PS – É impossível segurar um atleta que esteja a ser aliciado por um dos três grandes?
JA – Não temos política de os segurar. Quando as coisas são bem feitas, até nos engrandece. E o que esperamos é o retorno financeiro que acontece quando eles começam a assinar contratos profissionais. Para nós é um orgulho quando isso acontece. Quer dizer que estamos a trabalhar bem.
Importa salientar que além de querermos formar jogadores de elite, queremos formar treinadores de elite. E isso também é importante para fortalecer a nossa formação.
PS –Para quando uma equipa de futebol feminino no clube?
JA – Quando entrei aqui em 2019, era um dos dois grandes projetos que lancei ao presidente. Um era a equipa sénior, que foi lançada entretanto. E a equipa feminina foi outro grande objetivo. Mas atualmente temos de ter prioridades, e com falta de campos não podemos ter os femininos. Mas vai acontecer, é um fenómeno que está a crescer e nós queremos acompanhar essa tendência.
PS – O vosso corpo técnico é constituído por pessoas ligadas ao futebol enquanto atletas?

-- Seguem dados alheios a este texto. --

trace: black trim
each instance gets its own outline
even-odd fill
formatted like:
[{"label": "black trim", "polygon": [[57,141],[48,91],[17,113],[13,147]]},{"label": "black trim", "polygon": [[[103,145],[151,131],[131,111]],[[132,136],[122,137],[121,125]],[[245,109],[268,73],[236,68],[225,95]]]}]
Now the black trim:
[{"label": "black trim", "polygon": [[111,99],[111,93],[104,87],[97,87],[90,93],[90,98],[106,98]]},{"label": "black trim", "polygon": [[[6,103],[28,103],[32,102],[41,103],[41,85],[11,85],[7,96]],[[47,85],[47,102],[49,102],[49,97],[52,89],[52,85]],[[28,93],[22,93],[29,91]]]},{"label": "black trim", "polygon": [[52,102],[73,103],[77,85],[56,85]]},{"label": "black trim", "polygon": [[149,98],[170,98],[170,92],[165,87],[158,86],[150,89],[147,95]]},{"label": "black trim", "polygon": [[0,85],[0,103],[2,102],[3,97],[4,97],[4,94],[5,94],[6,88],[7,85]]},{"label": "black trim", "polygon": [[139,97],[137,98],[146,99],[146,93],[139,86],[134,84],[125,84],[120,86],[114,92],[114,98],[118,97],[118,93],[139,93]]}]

JA – Temos um critério muito forte nesse sentido. Muitos dos nossos treinadores são ex-atletas do clube. Ao mesmo tempo são formados em educação física, com especialização em futebol. Faz parte da nossa filosofia. Procuramos que um jogador que termine aqui a sua formação, continue ligado ao clube, e quando eles são formados e especializados, tem as portas abertas. Nas idades mais baixas procuramos também ter pessoas fortes em termos de pedagogia, nas idades mais avançadas, queremos técnicos com maior experiência.
PS – Além da competência profissional, para se trabalhar na formação desportiva, é preciso paixão por este segmento?

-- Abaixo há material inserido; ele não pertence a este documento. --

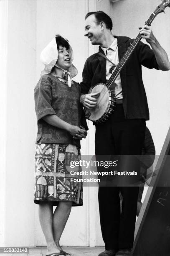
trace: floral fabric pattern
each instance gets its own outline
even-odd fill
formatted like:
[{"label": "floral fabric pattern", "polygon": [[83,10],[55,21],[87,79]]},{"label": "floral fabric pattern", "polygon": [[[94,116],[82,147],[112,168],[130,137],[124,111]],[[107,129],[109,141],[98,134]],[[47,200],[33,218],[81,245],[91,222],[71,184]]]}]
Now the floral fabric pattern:
[{"label": "floral fabric pattern", "polygon": [[[36,145],[34,202],[72,201],[73,206],[83,205],[82,184],[71,181],[71,161],[80,159],[79,149],[69,144],[42,143]],[[74,171],[79,172],[78,166]]]}]

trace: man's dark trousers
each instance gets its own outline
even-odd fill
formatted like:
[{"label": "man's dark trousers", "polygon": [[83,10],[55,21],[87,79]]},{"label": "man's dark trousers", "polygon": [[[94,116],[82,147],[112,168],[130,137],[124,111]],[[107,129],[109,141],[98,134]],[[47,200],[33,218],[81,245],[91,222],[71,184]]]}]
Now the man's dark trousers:
[{"label": "man's dark trousers", "polygon": [[[96,125],[96,155],[141,154],[145,126],[143,119],[125,119],[122,105],[117,104],[109,119]],[[100,223],[106,250],[133,247],[138,192],[138,187],[99,187]]]}]

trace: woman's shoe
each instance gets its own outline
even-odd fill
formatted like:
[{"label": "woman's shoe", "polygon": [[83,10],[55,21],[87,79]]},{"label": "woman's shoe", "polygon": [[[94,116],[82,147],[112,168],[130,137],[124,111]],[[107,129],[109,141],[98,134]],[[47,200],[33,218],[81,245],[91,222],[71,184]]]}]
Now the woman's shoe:
[{"label": "woman's shoe", "polygon": [[65,255],[63,253],[63,251],[61,251],[59,253],[53,253],[51,254],[46,254],[46,256],[59,256],[59,255]]},{"label": "woman's shoe", "polygon": [[72,256],[70,253],[67,253],[66,251],[61,251],[63,253],[61,255],[65,255],[65,256]]}]

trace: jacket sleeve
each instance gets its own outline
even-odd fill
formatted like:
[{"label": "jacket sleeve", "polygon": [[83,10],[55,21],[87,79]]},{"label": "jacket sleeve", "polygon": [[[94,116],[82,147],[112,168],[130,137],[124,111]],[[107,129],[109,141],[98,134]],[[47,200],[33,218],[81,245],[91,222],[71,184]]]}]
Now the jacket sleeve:
[{"label": "jacket sleeve", "polygon": [[91,64],[88,58],[84,66],[82,72],[83,81],[80,83],[81,93],[86,94],[88,93],[91,86],[91,80],[93,78]]},{"label": "jacket sleeve", "polygon": [[140,42],[137,49],[139,61],[142,65],[148,69],[160,69],[154,53],[147,44]]},{"label": "jacket sleeve", "polygon": [[51,78],[43,76],[34,90],[35,110],[37,121],[48,115],[56,115],[51,106],[52,84]]}]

JA – Sem dúvida. Tenho muitos anos de formação. Cheguei a ser treinador da equipa profissional e tive uma experiência no Sp. Covilhã, regressando ao Portimonense para coordenar a formação. Conheço bem o mundo da formação e a parte do futebol profissional. Temos de ter muita paixão quando trabalhamos a formação. Há um retorno diferente ao trabalhar nos grandes palcos, mas há uma alegria muito grande quando vemos atletas nossos a singrar no profissional e a reconhecer o trabalho que fizemos quando eles eram miúdos. E felizmente acontece muito, o que engrandece o nosso trabalho. É um sentimento muito forte quando vemos os frutos de muitos anos de trabalho.
PS – Em termos pedagógicos, a responsabilidade também maior, quando falamos em futebol de formação?
JA – É uma responsabilidade imensa. Temos aqui 500 miúdos, que a juntar a familiares e amigos cria uma comunidade de 3000 pessoas. Não conseguimos agradar a toda a gente, ninguém consegue. Mas temos as nossas filosofias, os nossos caminhos e acreditamos na responsabilidade do nosso trabalho. Da-mos todo o acompanhamento ao atleta, temos gabinete de nutrição, psicologia, médicos e fisioterapeutas, a tempo inteiro no clube. Queremos crescer ainda mais, dar melhor apoio nas escolas aos miúdos. Mas é um passo de cada vez. Financeiramente temos uma carga muito grande de despesas, mas felizmente temos alguns parceiros que nos ajudam e permitem que o clube continue forte na formação.